The file .env.sample contained in the root directory of the project can be used to create a .env to provide the necessary environment variables. Warning: for demonstration purposes and to be able to give a working environment "out of the box" there is already a .env file with the correct values.
docker-compose build
Will build the backend and the frontend.
docker-compose up
Will bring up the applications.
The frontend will be then available at http://localhost:8080
Optionally you can generate a super-user to access the Django admin panel. Reach the shell for the backend app through the Docker dashboard (or via command line) and then:
cd /opt/app/backend
pipenv shell
python manage.py createsuperuser
The backend uses latest version of Django together with several application modules:
- REST Framework
- REST Framework Api Key
- Celery integration
The database engine is PostgreSQL for the production environment and SQLite for the development environment. The REST API uses both user/password authentication + JWT and api key authorization. Warning: for demonstration purposes and to be able to give a working environment "out of the box", the REST API GET methods are accessible also without authorization. The backend has functioning api key and JWT based authorization setup, it is just currently "bypassed".
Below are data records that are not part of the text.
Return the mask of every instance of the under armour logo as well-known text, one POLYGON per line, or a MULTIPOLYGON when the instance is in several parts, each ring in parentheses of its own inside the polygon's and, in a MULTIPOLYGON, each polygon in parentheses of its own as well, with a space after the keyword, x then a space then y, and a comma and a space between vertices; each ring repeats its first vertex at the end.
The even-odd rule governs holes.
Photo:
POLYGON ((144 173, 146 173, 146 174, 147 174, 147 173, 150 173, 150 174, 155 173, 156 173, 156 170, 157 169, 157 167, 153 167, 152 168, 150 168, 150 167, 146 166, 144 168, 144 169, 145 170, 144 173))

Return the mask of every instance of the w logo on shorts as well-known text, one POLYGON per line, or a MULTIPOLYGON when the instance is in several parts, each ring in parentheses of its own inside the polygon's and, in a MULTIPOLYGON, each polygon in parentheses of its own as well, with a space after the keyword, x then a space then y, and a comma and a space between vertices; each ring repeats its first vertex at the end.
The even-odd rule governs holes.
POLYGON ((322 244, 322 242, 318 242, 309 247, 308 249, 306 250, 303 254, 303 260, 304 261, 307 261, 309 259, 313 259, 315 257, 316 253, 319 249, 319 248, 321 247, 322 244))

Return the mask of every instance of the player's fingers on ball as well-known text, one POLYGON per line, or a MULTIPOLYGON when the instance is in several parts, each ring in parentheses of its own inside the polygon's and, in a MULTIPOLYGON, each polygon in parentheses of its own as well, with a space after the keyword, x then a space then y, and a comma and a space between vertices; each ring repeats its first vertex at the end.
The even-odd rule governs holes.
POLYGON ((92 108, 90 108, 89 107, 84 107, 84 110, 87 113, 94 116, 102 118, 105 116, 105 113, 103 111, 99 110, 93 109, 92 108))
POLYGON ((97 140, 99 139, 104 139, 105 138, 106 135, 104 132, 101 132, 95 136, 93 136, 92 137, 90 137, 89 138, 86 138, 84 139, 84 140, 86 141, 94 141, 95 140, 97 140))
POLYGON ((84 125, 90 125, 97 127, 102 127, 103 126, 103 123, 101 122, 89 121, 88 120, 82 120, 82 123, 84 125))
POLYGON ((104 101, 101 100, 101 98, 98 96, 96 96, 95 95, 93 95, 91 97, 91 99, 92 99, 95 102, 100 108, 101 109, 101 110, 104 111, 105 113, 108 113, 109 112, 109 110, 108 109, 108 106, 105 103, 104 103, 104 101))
The API access is throttled for anonymous and authorized access. The settings are configurable in the Django settings.
API is versioned through the use of Accept header, passing a custom mime-type and the version (currently 1.0 or 2.0), i.e.:
Accept: application/vnd.fabiocionini.departures+json; version=1.0
The GET responses are cached through the ETag server header, matched by the If-None-Match client header. This caching system is transparently handled by the browser.
The updates from the train provider service are handled by a Celery Beat schedule that is integrated with Django and runs periodical scripts to update the departures and the station code.
The frontend is developed in Angular 11 and ng-Bootstrap 4.0. The application is built in production mode (AOT) by a multi-stage Docker script. This single page application provides a train departure panel layout which shows 10 departures at a time, switching page every 10 seconds. The trains are ordered by ascending departure date. The trains that are about to leave (in 5 minutes) will show an animated "boarding" dot on the right. The application retrieves data from the Django REST API every 10 seconds (although the cache mechanism minimizes the network traffic). All application settings are configurable through the src/environments files (API url, data refresh rate, page cycle rate, boarding time, number of departures per page). The view has been developed with responsiveness in mind (rem-based sizes, responsive table).
Room for improvement: although the application has been developed with SSR compatibility in mind, it does not currently implement Server Side Rendering through Angular Universal.
An Nginx proxy handles the incoming connections, functioning as a reverse proxy for the Django backend (which is served through Gunicorn) and also serving static pages (the frontend application and its assets).